Die Methode des „Benennens“
Die von Mahasi Sayadaw entwickelte Meditationsmethode gehört zur Gruppe der Einsichtsmeditationen. Die Methode gilt als äußerst effektiv, da sie ungeübten Meditierenden einen guten Einstieg und auch fortgeschrittenen Praktizierenden eine fortlaufende Kontrolle ihrer Meditation erlaubt. Nicht zuletzt wegen ihrer Schlichtheit erlaubt sie auch Praktizierenden ohne buddhistischen Hintergrund einen Zugang zur Meditation.
Zentrales Ankerobjekt der Meditation ist die Beobachtung des Hebens und Senkens der Bauchdecke. Beim Einstieg in die Meditation vergibt der/die Meditierende bei der Beobachtung des Hebens der Bauchdecke gedanklich ein Label (er/sie benennt das beobachtete Phänomen) mit „Heben“. Beim Senken der Bauchdecke erfolgt dann das Labeln mit „Senken“. Das beobachtete Objekt (z. B. die Atmung) soll durch das Labeln nicht beeinflusst werden. Durch die universelle Verfügbarkeit des Atmungsvorgangs kann der/die Meditierende immer wieder zu diesem Ankerobjekt zurückkehren, wenn er/sie sich in der Meditation z. B. in Gedanken verliert.
Wenn der/die Meditierende eine gewisse Sicherheit in der Benennung des Hebens und Senkens der Bauchdecke gewonnen hat, soll er/sie seine/ihre Meditation auf andere körperliche und geistige Phänomene ausweiten und das jeweils im Bewusstsein dominante Phänomen mit einem Label versehen. Die Label sollen einfache Bezeichner sein, i. A. reicht ein sehr begrenztes Vokabular von wenigen Worten. So kann die Beobachtung eines Denkvorgangs z. B. einfach mit „Denken“ benannt, bei körperlichen Empfindungen kann ein Einfaches „Fühlen“ oder auch ein unterscheidendes „Angenehm“ bzw. „Unangenehm“ als Label genutzt werden.
Insbesondere das exzessive Abschweifen der Meditation in die Gedankenwelt kann durch diese Methode begrenzt werden, da dem/der Meditierenden relativ schnell deutlich wird, wenn das Label nicht mehr mit dem im Bewusstsein dominanten Objekt (z.

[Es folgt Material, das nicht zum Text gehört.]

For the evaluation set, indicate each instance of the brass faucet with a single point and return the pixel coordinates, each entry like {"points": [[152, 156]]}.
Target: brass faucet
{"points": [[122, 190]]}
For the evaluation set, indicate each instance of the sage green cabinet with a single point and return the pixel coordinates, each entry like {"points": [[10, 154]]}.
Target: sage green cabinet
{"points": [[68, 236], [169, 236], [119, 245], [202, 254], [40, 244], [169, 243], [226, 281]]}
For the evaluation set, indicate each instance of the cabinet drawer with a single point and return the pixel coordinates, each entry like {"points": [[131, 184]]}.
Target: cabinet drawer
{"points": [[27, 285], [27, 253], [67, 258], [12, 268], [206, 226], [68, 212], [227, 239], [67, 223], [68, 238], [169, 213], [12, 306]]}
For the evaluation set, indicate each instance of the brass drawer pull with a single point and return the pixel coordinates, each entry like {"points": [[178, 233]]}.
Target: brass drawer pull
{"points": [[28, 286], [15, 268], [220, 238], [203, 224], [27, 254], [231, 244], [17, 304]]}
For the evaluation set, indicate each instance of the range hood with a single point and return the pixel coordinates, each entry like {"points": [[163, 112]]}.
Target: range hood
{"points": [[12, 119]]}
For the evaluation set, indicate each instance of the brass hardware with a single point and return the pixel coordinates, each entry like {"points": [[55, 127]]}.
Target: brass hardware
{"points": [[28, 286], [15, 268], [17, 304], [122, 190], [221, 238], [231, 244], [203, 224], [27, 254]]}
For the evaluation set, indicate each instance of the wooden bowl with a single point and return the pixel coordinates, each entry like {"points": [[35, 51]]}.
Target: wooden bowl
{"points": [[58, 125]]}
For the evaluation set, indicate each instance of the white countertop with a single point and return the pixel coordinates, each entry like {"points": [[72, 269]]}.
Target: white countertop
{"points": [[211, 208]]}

B. dem Denkvorgang) übereinstimmt. Der/die Meditierende kann dann zum Ankerobjekt zurückkehren und die Meditation fortführen. Mit zunehmender Erfahrung und bei entsprechender Tiefe der Meditation rücken die Label immer weiter in den Hintergrund und werden dann nur noch zurückhaltend eingesetzt.
Ein oft zu wenig beachteter Aspekt der Methode ist, dass sie sich neben der Sitzmeditation auch auf Gehmeditation und die Meditation bei der Ausführung täglicher Aktivitäten bezieht. Bei der Gehmeditation ist die Bewegung des Fußes das Ankerobjekt und sollte z. B. mit „Heben“, „Bewegen“, „Senken“ gelabelt werden. Durch die Ausweitung der Methode auf alle Aktivitäten des täglichen Lebens erreicht der/die Meditierende eine durchgehend tiefe Achtsamkeit, die ihm/ihr letztendlich die Frucht der buddhistischen Lehre offenbaren kann.
Wirken
Nach dem Krieg suchte im Auftrag des Premierministers U Nu der in Burma hochangesehene Sir U Thwin einen Meditationslehrer, der ihm bei seinem Ziel helfen könnte, den Buddhismus in Myanmar wieder zu stärken, und fand ihn in Mahasi Sayadaw. 1947 wurde in Yangon die Buddha Sasana Nuggaha Organization gegründet, mit Sir U Thwin als Gründungspräsident, um das Studium (pariyatti) und die Praxis (patipatti) des Buddhismus zu fördern.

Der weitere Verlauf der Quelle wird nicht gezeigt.